Movie trailers today, whether the ones playing to multiplex crowds or the slightly gorier redband variations we're looking up online, are generally infamous for two things: saying too much, and being, in essence, all the same. This mock trailer for the upcoming Superman/Batman crossover movie, whipped up in a few days by an intelligent fan and harvesting elements from several different movies, does a frighteningly convincing job of mimicking the look, feel, and most importantly, sound of a modern event-movie preview.
Watching this trailer, cleverly and superbly made and seemingly put together with nothing but the most honourable motives, accidentally sums up too much that's wrong with the cookie-cutter nature of how modern films are packaged and sold to us (not to mention the films themselves, but that's another argument). The relentlessly "momentous" style of trailer, with portent-laden music and overtones, its lack of fun, or play, or wit in selling a film about guys in spandex pummelling each-other, has essentially taken over modern pop culture, to the extent where now its influence has spread far further than just movies, for instance now inflecting sports telecasts, turning coddled, steroid-maddened, overpaid nitwits into Olympian heroes engaged in primal struggle.

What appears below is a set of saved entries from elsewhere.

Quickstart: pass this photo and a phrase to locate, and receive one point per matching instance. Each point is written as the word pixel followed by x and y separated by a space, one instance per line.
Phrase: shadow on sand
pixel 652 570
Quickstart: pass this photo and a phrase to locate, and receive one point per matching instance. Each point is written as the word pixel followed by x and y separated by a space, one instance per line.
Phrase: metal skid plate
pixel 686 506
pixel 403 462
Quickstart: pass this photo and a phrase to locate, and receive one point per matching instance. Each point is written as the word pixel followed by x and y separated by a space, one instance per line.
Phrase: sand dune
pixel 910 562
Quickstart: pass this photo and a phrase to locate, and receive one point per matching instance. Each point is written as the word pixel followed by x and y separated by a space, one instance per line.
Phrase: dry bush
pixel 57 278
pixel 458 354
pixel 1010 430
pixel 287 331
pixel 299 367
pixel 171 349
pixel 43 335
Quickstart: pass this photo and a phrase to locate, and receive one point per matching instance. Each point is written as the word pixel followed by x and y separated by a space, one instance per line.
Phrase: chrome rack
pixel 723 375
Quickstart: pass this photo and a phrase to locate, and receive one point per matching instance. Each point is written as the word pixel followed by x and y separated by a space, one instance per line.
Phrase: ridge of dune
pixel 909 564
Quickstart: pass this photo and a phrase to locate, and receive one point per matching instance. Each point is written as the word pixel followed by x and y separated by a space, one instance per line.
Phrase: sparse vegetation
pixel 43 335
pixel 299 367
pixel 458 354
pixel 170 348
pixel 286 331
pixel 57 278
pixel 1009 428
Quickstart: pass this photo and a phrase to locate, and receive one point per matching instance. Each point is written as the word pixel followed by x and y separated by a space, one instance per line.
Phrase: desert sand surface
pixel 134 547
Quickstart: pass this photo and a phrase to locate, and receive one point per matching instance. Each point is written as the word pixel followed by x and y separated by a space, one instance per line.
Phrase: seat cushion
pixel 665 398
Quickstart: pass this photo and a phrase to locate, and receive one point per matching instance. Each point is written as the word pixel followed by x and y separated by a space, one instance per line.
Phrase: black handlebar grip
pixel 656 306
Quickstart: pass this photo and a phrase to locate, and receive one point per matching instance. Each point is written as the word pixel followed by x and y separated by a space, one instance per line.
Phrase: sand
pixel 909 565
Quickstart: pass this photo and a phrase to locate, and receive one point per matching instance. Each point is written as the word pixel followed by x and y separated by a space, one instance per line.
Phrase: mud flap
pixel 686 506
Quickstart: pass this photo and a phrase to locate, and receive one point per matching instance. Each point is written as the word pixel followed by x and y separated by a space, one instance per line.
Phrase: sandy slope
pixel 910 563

This put in me in mind of when, a few months ago, I purposefully tracked down some of the best examples in my memory of trailers that set out to do the opposite, that is, make merciless fun of themselves, and appeal to audiences by undercutting cliches of advertising:
#1: The Wizard of Speed and Time (Mike Jittlov, 1987): "It's the kind of film you would make if you didn't have anything better to do!"
#2: When the Cat's Away (Cedric Klapisch, 1996) "Yeah...stars galore. I mean they're stars in our neighborhood. Not the whole neighborhood, but our street. Especially Number 15."

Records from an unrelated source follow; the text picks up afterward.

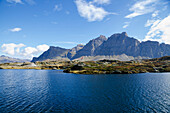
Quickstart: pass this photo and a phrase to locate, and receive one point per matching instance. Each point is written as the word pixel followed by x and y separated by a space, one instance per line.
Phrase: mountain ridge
pixel 116 44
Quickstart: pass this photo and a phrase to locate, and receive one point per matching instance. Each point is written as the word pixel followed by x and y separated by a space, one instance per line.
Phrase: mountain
pixel 52 53
pixel 90 47
pixel 121 43
pixel 74 50
pixel 118 46
pixel 6 59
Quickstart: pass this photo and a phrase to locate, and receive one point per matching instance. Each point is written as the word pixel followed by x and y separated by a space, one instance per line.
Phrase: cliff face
pixel 5 59
pixel 117 44
pixel 52 53
pixel 74 50
pixel 90 47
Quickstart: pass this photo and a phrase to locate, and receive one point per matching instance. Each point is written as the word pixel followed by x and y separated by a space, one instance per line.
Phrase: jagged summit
pixel 116 44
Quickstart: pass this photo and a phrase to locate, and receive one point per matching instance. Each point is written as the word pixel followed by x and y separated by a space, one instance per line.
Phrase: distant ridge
pixel 117 45
pixel 6 59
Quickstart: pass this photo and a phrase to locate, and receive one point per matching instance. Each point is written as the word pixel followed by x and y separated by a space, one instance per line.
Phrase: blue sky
pixel 29 27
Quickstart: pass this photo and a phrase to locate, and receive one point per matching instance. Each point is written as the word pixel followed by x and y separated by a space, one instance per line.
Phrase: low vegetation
pixel 98 67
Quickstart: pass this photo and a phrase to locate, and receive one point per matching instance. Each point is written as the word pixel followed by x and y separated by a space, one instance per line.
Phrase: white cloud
pixel 142 7
pixel 91 12
pixel 57 7
pixel 15 1
pixel 66 43
pixel 11 48
pixel 149 23
pixel 155 14
pixel 102 1
pixel 126 24
pixel 17 50
pixel 31 2
pixel 159 31
pixel 15 29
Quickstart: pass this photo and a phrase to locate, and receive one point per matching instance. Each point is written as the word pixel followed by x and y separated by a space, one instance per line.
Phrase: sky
pixel 29 27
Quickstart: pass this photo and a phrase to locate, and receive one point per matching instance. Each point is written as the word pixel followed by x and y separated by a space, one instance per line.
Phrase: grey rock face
pixel 90 47
pixel 117 44
pixel 52 53
pixel 74 50
pixel 6 59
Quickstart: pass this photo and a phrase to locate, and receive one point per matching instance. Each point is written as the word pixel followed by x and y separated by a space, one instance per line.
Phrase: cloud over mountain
pixel 90 11
pixel 18 50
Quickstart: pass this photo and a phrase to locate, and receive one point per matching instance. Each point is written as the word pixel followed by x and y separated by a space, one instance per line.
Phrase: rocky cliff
pixel 6 59
pixel 116 45
pixel 90 47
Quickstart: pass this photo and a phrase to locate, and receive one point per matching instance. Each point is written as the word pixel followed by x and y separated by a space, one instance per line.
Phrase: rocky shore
pixel 156 65
pixel 98 67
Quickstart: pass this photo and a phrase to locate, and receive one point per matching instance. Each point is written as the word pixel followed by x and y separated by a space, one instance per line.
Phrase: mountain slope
pixel 117 45
pixel 52 53
pixel 5 59
pixel 74 50
pixel 89 48
pixel 120 43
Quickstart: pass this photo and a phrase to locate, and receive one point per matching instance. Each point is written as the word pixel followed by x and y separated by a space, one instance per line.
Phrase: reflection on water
pixel 54 91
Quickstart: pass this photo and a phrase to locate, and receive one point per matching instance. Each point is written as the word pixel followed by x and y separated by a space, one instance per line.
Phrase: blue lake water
pixel 54 91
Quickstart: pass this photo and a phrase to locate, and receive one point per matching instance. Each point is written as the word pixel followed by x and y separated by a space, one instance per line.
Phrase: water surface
pixel 55 91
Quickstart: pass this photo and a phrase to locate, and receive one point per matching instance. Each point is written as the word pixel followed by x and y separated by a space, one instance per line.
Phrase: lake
pixel 55 91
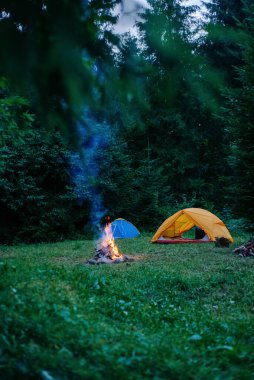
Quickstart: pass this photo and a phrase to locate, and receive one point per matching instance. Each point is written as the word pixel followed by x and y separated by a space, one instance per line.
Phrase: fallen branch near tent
pixel 246 249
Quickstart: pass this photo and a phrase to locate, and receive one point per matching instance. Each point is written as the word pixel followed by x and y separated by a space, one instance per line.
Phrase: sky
pixel 128 10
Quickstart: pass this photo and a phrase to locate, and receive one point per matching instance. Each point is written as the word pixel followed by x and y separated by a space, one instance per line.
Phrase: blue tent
pixel 123 229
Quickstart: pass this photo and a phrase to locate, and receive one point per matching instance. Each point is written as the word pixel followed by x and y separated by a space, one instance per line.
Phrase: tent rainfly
pixel 122 229
pixel 182 221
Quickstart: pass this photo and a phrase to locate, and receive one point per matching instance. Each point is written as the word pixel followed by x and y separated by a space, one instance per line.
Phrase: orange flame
pixel 108 242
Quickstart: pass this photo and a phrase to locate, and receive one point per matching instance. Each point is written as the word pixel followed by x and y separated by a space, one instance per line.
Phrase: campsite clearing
pixel 177 311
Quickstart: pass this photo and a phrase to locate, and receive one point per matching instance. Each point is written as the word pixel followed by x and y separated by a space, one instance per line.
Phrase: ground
pixel 176 311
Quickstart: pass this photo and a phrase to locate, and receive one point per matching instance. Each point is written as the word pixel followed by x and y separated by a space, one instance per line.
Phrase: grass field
pixel 176 312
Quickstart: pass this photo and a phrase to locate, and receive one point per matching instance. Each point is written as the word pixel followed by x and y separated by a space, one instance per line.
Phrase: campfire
pixel 107 251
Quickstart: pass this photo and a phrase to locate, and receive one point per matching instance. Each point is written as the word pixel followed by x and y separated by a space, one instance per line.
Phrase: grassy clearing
pixel 177 311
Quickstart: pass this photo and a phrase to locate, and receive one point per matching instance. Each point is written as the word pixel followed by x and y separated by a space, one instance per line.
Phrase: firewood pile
pixel 106 255
pixel 246 249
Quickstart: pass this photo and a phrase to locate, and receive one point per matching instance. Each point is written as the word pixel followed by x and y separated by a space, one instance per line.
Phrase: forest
pixel 138 124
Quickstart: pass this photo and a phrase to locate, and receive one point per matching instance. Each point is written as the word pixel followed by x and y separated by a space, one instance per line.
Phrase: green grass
pixel 176 312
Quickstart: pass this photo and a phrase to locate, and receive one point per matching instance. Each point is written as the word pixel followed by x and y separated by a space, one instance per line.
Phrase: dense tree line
pixel 135 126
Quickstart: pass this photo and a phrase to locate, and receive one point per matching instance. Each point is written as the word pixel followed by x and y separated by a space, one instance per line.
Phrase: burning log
pixel 107 251
pixel 246 249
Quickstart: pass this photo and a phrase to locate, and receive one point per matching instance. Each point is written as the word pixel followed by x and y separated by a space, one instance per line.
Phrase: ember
pixel 246 249
pixel 107 251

#3: Sleeper (Woody Allen, 1973) "Basically it's an intellectual film. Most of the scenes in it are of a cerebral, almost didactic nature, and there's very little overt comedy in the film."
Bonus track, not quite in a class with the above, because unlike those ones which are selling comedies, this one hopes to garner interest of camp trash fans for the sake of creating some audience for a notorious flop: assembled for a home video release:
When Time Ran Out (James Goldstone, 1980) "You said that already!"